Substitutes for Seedling Trays

Seed trays offer a great way to start off your planting season. However, you don’t need to purchase actual trays from the gardening supply store. Instead, you can upcycle/recycle/DIY many terrific substitutes for seedling trays. Here are five good ideas:

What Are Seedling Trays?

Seed trays provide a great opportunity to begin growing multiple plants from seed at once. You germinate a bunch of them together in the trays. Then, when they’re ready to go into pots or the ground, you transplant them. This allows you to start your planting season early, beginning plant growing inside until it’s warm enough for outdoor planting.

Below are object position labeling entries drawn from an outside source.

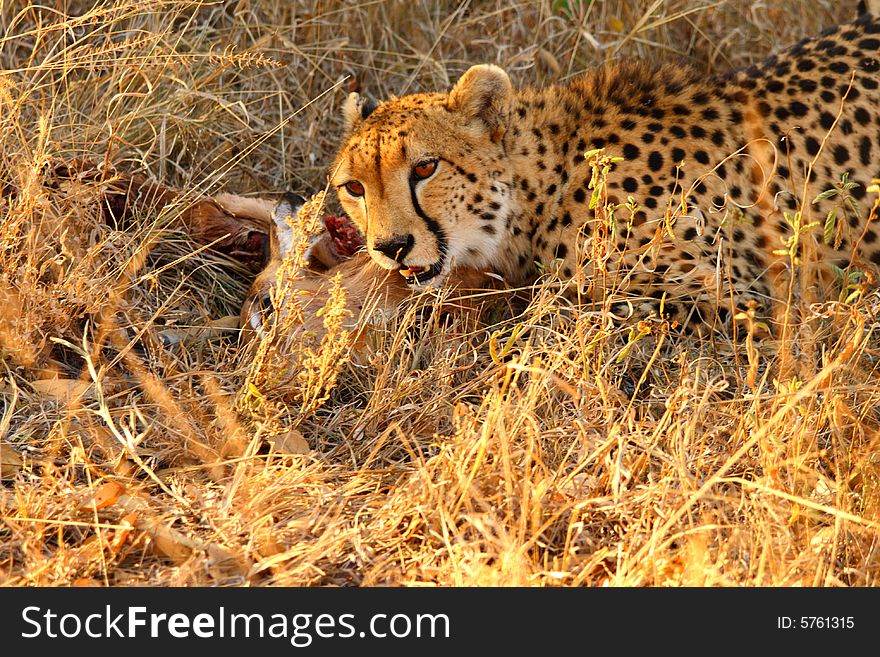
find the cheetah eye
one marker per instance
(354, 188)
(425, 169)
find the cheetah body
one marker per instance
(697, 214)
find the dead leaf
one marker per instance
(87, 582)
(64, 389)
(546, 59)
(128, 522)
(291, 442)
(206, 331)
(107, 495)
(10, 462)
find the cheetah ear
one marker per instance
(355, 110)
(483, 93)
(282, 230)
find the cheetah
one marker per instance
(707, 178)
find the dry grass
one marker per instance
(552, 447)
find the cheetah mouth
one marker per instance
(417, 275)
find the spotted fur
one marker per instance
(710, 167)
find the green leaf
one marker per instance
(828, 193)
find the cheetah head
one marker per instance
(425, 176)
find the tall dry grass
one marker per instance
(548, 446)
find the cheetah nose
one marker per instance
(397, 247)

Cheap Substitutes for Seedling Trays

You can easily purchase seedling trays. There are many different varieties, made of different materials, and in the come in a huge range of sizes. However, there’s really no need to purchase these when it’s so easy to make substitutes for seedling trays yourself.

1. Egg Cartons

Egg cartons provide one of the best substitutes for seedling trays. First of all, you probably already have some. If not, ask your neighbors for theirs. Therefore, this doesn’t cost anything.

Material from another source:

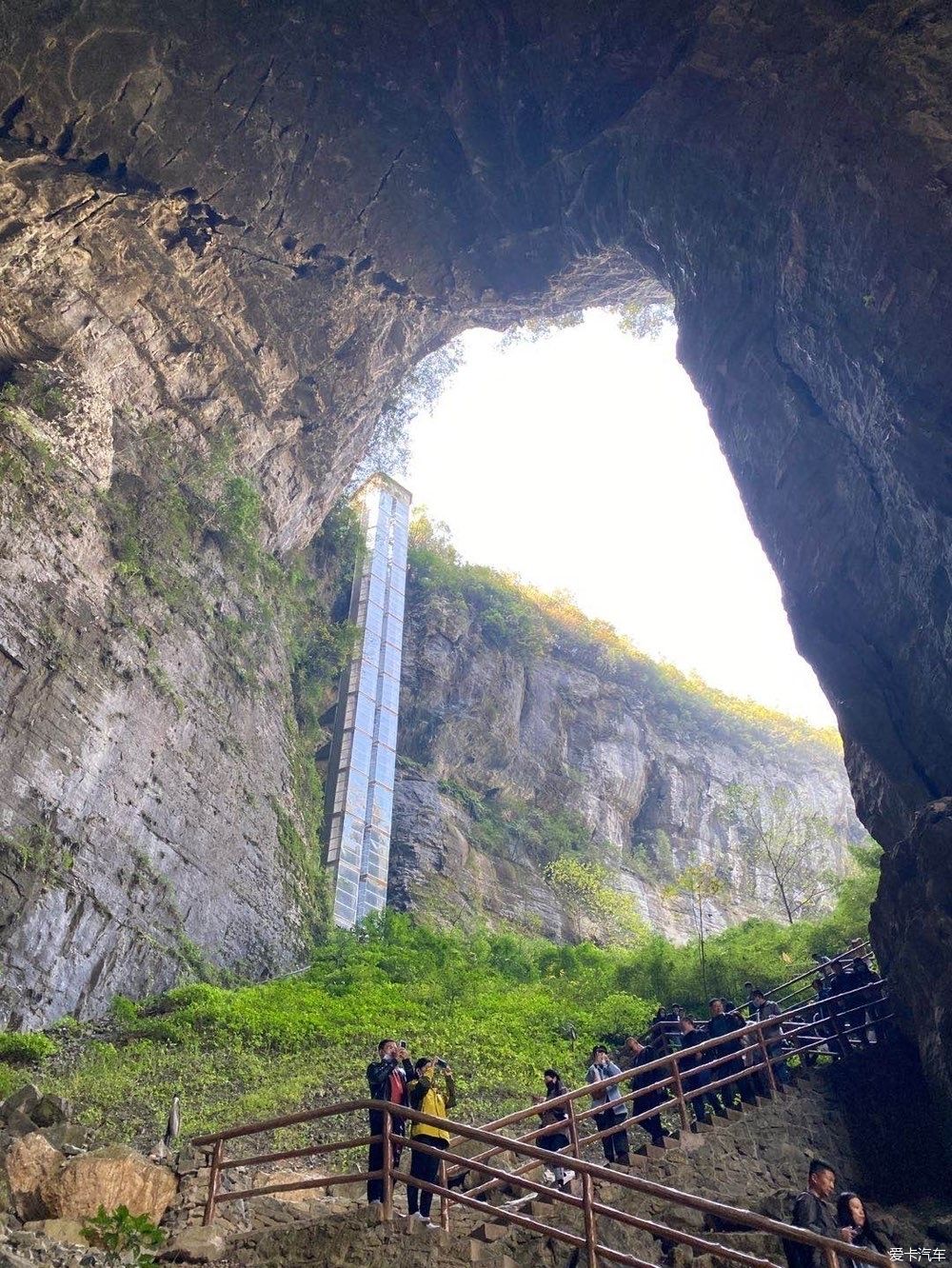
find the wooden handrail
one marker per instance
(752, 1031)
(677, 1198)
(754, 1039)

Second, as Treehugger explains, these are biodegradable. Therefore, when you’re ready to move the seeds from the tray to the ground, all that you need to do is cut apart the egg carton and bury each section in the soil. In other words, you don’t have to take the seed out of the tray at all.

Furthermore, if you still have your egg shells, then you can include those as part of the planting process. Leave half an eggshell in each cup of the egg carton. Plant the seeds inside of those. You get great nutrients and don’t waste those eggshells.

2. DIY Newspaper Pots

Treehugger also notes that you can do the same thing with DIY newspaper pots. Make them yourself with recycled newspaper glued together with wheat paste. Plant the seeds in the pots. Then, when it’s time, plant the pots into the soil. You can put each pot next to another inside of a cardboard box while the seeds are germinating.

3. Cardboard Coffee Cups

If you regularly purchase coffee to go, then you might be able to quickly accrue a bunch of cardboard coffee cups. Ask your friends if you need extras. Fill them with soil, poke some holes in the bottom for good drainage, put them into an upcycled box, and you have a seedling tray.

Country Living points out that you can use empty K-cups in the same manner.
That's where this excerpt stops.